Parsipur’s writing career began in 1974 with the publication of her first novel, The Dog and the Long Winter, in which a tradition-bound young woman encounters the revolutionary activism of her brother and his friends.  Parsipur’s later works, like Touba and the Meaning of the Night (1989) and Women Without Men (1989),  a title alluding to Ernest Hemingway’s Men Without Women, openly explore the condition of women in Iran.  Parsipur’s characters speak unabashedly of women’s sexual oppression, ridicule chastity, and express their resistance to Iran’s male-dominated culture.  In Women Without Men, a novel composed of interwoven stories about several different women, for example, Zarrinkolah, a 26-year old prostitute, begins to see her customers as men without heads.  In another chapter, a fifty-one year old married woman, Forrokhlaqua, punches her emotionally abusive husband in the stomach, sending him head over heels down a flight of stairs to his death.  Indeed, Women Without Men was considered provocative enough in Iran that it landed Parsipur in prison twice  in 1990 and 1991.           
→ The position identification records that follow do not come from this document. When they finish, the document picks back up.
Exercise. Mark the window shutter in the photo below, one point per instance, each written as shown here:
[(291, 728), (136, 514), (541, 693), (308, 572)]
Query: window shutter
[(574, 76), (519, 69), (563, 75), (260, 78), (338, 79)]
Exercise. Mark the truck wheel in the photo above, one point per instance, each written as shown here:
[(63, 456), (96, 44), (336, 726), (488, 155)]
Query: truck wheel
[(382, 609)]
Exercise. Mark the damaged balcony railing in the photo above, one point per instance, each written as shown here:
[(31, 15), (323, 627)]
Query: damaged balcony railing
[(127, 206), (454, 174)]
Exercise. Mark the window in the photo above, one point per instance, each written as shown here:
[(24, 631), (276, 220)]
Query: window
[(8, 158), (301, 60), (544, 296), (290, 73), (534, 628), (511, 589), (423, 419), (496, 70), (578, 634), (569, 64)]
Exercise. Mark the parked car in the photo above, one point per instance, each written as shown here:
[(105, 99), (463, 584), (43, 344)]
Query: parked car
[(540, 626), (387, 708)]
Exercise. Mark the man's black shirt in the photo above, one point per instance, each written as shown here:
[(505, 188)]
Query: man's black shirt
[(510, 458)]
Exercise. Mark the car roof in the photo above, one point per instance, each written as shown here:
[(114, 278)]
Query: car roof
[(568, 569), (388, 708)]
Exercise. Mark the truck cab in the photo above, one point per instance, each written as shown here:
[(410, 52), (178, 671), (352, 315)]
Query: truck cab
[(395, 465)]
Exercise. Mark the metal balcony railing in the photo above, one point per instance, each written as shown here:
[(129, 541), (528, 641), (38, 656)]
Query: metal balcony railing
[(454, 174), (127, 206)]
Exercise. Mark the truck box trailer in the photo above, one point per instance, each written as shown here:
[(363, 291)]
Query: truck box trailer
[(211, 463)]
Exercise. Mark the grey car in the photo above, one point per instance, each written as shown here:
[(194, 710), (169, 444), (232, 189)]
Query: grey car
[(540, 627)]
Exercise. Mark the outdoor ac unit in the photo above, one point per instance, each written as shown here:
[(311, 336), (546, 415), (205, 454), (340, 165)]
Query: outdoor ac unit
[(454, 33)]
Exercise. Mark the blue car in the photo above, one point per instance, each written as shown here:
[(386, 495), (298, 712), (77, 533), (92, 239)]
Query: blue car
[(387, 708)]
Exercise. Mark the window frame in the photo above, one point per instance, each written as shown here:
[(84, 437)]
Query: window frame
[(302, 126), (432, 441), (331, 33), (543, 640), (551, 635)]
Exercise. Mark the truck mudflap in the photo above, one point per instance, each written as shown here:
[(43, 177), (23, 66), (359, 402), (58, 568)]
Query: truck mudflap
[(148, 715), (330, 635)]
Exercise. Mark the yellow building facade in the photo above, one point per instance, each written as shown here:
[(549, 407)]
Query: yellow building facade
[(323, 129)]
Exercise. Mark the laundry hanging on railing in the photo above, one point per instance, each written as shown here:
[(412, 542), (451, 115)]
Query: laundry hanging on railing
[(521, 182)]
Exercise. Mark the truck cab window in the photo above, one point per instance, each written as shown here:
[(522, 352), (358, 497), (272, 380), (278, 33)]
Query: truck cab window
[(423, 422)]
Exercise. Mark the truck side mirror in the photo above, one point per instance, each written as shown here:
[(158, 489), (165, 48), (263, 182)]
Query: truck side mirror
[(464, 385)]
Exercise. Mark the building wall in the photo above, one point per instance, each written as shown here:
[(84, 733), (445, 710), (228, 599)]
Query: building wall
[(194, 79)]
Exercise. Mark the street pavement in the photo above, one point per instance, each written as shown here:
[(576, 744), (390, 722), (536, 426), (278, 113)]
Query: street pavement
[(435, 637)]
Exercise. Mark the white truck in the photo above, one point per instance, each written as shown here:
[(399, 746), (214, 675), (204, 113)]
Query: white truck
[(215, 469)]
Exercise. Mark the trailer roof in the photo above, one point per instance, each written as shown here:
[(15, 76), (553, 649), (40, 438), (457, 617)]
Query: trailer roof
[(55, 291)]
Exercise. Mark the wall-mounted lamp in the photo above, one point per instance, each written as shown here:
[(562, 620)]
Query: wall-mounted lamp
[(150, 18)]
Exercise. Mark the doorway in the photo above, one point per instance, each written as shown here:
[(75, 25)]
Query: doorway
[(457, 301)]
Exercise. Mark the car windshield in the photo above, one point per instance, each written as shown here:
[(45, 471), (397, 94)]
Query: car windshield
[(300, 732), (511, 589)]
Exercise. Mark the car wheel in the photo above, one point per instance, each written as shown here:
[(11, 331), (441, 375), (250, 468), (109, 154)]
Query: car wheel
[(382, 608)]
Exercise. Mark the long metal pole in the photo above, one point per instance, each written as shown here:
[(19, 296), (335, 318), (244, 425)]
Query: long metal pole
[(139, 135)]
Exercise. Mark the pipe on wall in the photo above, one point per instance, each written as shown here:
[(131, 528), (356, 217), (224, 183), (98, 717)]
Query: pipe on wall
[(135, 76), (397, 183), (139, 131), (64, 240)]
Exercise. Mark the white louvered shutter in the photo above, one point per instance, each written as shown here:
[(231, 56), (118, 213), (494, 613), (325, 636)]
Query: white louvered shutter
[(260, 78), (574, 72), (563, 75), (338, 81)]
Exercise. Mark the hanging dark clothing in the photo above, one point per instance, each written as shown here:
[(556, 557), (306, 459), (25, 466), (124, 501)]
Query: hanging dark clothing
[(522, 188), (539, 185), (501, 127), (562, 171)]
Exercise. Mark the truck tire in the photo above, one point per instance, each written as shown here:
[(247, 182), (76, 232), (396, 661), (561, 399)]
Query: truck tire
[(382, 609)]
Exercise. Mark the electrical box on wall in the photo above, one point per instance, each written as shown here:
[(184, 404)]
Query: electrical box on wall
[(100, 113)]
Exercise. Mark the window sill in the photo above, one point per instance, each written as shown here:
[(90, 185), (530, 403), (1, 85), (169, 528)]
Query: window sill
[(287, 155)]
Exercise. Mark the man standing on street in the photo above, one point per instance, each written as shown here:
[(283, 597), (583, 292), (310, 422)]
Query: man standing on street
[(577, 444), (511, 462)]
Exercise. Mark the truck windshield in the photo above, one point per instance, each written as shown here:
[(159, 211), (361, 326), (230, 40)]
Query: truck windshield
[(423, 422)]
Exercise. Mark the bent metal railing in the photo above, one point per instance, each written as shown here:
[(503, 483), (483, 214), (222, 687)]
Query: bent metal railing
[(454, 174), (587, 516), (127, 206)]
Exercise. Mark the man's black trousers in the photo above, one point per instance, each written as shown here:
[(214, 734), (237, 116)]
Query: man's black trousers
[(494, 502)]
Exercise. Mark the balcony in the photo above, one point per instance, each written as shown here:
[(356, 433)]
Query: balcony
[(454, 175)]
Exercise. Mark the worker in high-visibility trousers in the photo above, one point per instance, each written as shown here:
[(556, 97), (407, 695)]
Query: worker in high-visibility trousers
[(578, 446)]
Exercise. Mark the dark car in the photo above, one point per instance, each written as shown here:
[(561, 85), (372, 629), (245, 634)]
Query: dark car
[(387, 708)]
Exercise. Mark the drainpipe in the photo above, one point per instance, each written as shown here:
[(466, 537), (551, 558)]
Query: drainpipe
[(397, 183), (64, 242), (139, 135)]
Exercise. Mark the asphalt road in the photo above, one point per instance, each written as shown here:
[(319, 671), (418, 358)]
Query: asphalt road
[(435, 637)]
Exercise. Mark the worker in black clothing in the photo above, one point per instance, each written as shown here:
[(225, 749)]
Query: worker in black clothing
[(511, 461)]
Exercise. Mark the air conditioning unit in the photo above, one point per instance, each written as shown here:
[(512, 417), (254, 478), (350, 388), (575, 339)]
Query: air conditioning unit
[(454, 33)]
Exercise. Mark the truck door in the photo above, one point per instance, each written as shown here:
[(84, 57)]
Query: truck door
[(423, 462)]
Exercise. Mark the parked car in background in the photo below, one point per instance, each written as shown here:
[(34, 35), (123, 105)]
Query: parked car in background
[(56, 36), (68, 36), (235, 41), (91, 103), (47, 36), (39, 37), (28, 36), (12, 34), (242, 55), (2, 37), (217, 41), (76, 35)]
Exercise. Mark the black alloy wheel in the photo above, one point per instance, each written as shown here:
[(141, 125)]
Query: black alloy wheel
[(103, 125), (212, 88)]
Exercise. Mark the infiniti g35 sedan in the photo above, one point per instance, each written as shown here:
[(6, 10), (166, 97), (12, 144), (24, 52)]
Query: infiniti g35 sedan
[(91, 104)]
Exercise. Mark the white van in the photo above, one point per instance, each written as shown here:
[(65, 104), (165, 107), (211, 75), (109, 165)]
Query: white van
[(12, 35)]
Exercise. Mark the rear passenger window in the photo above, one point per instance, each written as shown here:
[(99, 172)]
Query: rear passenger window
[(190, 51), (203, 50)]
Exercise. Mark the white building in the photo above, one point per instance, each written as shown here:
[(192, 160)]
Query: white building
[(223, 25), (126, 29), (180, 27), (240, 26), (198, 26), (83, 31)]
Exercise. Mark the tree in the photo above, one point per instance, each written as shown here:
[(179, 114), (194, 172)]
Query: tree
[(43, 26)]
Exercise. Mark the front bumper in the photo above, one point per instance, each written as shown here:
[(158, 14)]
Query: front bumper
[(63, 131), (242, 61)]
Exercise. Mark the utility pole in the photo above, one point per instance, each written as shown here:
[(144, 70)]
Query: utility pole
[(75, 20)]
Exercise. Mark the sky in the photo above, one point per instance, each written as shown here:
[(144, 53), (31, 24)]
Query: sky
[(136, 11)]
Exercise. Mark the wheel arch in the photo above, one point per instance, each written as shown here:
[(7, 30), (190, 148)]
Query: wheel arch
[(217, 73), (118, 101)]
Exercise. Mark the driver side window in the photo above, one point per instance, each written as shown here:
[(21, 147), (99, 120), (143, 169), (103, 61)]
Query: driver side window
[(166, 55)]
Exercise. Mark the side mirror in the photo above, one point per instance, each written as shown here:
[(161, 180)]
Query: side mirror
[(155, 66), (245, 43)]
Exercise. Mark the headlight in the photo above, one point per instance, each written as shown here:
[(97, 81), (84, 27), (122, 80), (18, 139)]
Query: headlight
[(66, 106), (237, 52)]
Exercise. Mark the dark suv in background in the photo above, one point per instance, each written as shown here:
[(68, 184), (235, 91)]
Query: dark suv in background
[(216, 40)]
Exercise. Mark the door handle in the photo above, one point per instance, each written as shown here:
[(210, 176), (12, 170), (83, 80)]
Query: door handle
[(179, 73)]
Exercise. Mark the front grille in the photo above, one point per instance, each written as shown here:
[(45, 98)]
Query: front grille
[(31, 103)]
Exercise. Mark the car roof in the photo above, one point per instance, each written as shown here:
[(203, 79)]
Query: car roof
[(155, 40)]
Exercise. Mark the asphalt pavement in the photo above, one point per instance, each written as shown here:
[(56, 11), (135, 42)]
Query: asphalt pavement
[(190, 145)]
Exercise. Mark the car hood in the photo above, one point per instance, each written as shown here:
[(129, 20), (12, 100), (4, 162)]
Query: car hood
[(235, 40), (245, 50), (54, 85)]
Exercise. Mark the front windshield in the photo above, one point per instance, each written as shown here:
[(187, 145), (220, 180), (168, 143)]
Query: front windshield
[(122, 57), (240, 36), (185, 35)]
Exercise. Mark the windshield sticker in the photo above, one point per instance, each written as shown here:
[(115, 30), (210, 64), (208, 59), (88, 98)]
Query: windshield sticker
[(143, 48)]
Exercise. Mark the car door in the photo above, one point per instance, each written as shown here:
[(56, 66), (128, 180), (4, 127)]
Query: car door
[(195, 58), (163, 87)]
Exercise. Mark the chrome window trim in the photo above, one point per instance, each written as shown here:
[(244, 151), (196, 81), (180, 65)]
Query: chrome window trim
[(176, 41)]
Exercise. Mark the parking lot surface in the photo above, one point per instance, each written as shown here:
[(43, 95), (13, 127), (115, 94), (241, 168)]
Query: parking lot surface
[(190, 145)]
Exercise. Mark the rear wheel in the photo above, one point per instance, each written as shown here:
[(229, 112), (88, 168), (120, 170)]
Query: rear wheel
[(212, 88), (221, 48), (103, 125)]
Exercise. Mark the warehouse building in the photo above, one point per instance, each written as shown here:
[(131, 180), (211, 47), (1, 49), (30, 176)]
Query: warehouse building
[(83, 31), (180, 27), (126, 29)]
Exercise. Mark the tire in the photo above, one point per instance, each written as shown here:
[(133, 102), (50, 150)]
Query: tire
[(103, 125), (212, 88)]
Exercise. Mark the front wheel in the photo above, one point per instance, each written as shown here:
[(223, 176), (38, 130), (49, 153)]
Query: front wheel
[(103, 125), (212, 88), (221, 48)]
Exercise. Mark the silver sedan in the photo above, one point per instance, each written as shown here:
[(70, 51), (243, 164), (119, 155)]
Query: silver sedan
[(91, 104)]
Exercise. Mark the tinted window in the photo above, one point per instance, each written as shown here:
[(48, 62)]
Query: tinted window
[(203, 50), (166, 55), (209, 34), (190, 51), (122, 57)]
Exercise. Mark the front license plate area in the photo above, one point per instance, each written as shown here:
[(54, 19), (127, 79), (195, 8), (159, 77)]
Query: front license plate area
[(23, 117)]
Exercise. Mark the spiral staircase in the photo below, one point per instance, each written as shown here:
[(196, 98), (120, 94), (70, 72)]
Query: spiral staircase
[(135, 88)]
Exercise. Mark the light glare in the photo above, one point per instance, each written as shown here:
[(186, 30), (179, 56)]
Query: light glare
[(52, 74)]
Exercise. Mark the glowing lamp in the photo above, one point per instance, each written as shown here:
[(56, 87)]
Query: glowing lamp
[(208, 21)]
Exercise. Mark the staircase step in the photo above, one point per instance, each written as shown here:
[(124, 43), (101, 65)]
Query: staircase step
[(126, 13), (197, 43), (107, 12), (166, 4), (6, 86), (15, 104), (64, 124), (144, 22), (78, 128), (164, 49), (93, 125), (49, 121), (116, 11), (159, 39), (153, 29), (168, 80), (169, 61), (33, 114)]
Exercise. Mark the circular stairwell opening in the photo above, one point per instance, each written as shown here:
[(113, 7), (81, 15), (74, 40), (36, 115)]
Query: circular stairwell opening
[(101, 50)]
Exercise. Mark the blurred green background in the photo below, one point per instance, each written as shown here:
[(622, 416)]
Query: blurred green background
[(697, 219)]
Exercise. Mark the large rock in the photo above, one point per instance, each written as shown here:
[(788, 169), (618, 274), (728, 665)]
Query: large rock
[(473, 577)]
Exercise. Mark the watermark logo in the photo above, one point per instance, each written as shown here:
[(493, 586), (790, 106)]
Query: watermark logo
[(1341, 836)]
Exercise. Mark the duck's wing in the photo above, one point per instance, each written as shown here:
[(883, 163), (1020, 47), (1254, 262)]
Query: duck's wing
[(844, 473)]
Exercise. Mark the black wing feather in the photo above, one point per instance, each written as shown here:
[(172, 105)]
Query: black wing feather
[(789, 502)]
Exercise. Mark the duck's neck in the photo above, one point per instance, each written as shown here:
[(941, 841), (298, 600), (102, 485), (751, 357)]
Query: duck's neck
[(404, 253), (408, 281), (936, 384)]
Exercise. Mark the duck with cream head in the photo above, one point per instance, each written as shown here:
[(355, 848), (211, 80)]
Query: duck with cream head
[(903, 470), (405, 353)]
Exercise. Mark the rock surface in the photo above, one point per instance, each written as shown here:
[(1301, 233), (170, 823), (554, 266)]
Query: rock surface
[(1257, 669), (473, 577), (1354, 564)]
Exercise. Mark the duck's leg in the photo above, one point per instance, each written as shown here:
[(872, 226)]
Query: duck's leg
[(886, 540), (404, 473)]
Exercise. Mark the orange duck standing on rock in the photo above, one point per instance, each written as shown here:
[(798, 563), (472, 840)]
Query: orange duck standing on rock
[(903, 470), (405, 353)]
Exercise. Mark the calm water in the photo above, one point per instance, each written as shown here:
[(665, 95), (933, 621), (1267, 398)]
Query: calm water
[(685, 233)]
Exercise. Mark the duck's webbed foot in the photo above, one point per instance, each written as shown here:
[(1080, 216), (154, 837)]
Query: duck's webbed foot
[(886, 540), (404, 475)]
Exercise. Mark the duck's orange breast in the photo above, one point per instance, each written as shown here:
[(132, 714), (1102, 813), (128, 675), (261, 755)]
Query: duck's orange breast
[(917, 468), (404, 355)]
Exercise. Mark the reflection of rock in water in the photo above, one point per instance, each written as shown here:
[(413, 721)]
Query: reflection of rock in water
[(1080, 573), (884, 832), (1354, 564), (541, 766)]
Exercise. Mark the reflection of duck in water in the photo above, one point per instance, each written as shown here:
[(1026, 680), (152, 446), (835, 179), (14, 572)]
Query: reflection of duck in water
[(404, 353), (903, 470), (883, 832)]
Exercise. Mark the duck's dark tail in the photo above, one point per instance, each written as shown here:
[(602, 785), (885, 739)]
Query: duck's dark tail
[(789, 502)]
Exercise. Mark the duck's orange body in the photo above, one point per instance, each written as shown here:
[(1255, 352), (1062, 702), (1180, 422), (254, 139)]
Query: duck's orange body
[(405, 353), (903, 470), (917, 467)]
Parsipur wrote Touba and the Meaning of Night during her long imprisonment in the 1980s. The novel became a national bestseller in Iran when it was published in 1989; an English-language version has been published by the Feminist Press.   Her Prison Memoirs, which recounts Parsipur’s prison experience, was published in Sweden in 1996.

Now a political refugee, Parsipur has lived in the U.S. since 1994, when she received a Lillian Hellman/Dashiell Hammett Award from the Fund for Free Expression.   In 2003, she became the first recipient of Brown’s International Writers Project Fellowship, sponsored by the Program in Literary Arts and the Watson Institute for International Studies.